Four Faculty Content Ideas to Improve Your Academic Program Pages

Dec 16, 2015By mStoner Staff

Your academic programs wouldn’t exist without your faculty and vice versa. The faculty is what makes an academic program great, and academic programs provide a home for great faculty to shine. However, this mutually beneficial relationship isn’t always leveraged as well as it could be online. 

Frequently, faculty members are relegated to a simple faculty listing that shows their contact information and office number, but nothing more. Sometimes, the faculty isn’t a part of the academic program website at all. But faculty members are real people with interesting stories to tell and personalities beyond their titles.

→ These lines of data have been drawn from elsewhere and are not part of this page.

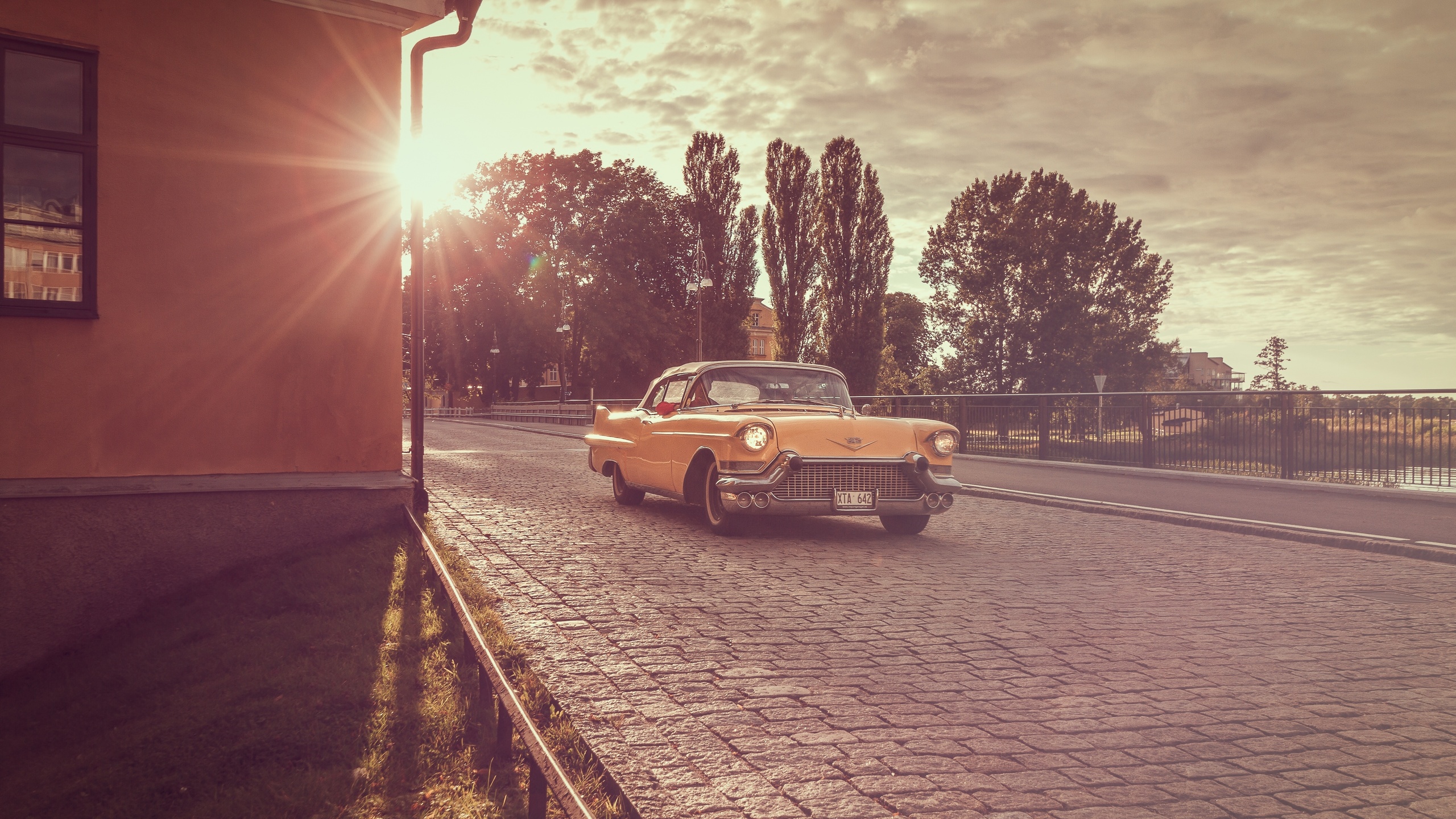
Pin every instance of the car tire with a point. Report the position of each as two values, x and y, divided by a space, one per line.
625 494
905 524
718 521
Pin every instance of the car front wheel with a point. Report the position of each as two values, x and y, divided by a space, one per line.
905 524
718 521
625 494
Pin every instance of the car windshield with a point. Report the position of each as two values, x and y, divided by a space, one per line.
789 385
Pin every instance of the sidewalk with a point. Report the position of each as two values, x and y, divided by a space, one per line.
1397 514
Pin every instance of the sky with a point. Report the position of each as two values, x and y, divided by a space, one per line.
1293 161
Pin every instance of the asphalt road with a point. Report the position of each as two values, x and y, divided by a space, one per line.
1014 660
1405 514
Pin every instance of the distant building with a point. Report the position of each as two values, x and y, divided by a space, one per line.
1209 372
760 333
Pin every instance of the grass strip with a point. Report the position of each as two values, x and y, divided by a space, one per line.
586 771
321 682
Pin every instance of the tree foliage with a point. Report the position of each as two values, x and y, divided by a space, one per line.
855 251
1275 359
1037 286
729 241
555 239
908 330
788 248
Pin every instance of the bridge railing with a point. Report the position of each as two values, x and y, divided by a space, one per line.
1382 437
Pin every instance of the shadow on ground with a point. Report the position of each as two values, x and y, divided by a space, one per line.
306 685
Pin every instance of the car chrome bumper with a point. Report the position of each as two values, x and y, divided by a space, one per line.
762 502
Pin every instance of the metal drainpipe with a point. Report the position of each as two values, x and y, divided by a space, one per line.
465 12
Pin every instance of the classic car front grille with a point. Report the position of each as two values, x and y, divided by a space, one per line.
819 481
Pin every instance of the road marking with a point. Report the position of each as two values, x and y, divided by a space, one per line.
1219 518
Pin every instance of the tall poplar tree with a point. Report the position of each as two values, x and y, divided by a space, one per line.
855 251
729 241
788 248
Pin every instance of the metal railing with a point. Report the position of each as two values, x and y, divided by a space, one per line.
1347 436
511 716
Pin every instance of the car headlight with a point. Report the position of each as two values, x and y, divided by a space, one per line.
756 437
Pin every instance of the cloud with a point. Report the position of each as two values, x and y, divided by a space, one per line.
1293 161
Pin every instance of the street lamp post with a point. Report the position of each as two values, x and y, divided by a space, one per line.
465 15
495 350
561 366
696 288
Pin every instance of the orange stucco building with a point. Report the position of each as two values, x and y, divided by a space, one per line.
201 309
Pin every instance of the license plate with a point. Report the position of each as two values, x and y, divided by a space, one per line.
854 499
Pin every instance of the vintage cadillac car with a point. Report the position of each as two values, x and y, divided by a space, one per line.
772 437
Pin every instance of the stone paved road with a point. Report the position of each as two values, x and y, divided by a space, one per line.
1014 660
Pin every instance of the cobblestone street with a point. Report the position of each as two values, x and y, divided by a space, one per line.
1014 660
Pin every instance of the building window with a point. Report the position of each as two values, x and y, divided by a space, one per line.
48 177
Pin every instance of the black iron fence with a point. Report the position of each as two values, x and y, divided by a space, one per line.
1356 436
511 717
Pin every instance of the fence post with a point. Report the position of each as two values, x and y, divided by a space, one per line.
1286 436
1043 429
961 421
1145 424
503 732
536 793
487 694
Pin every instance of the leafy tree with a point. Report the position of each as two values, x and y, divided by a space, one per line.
729 239
855 253
908 331
788 248
1036 286
555 239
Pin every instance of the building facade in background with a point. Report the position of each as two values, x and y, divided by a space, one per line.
1209 372
200 314
760 333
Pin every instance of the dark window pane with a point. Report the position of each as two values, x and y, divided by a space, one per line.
43 264
43 185
43 92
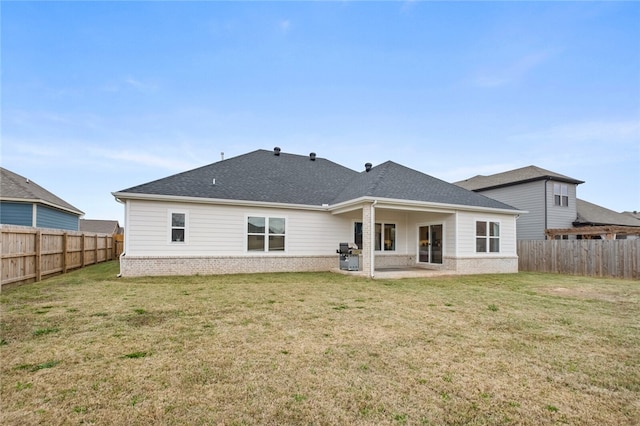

The more prospective students can relate to the people they will be learning from, the more likely they are to enroll in your program. 

Here are four ways to make your faculty and academic program content shine:

1. Provide context for coursework and curriculum. 

Consider asking faculty to provide a bit of context about what they are teaching, how they teach it, and why they are passionate about the subject. Supplementing a dry course description with a short sentence or two about the person behind the course can help prospective students better imagine what their real learning experience will be like. 

2. Integrate faculty members’ social media. 

If faculty members are particularly active on social media, consider pulling their feed onto the website, or hand-picking a key tweet or two to give visitors a sense of their personalities and what currently interests them.

3. Show the work. 

Faculty members are producing research findings and papers, uploading presentation slides, and being interviewed on radio and TV. Too often the fruits of their efforts never make it to the program website. Instead of saying you have exceptional faculty doing incredible things, show prospects some of the real work that’s being done. Upload the paper. Embed the news interview video or radio interview audio recording. Share the Slideshare deck. It’s more work, but it conveys the current accomplishments that are taking place outside the classroom.

4. Move beyond the standard headshot photo. 

Let’s be honest — nobody likes sitting for the requisite staff photo. Even when you manage to track everyone down, the resulting pics are rarely warm and personal. Consider using more candid photos of faculty in place of or in addition to the directory bust. Get pictures of them with their favorite pets, playing their favorite instruments or sports, or at their favorite spots on campus. These photos won’t tell prospective students anything more about the academic programs, per se, but they will provide a valuable peek into the real people who teach them.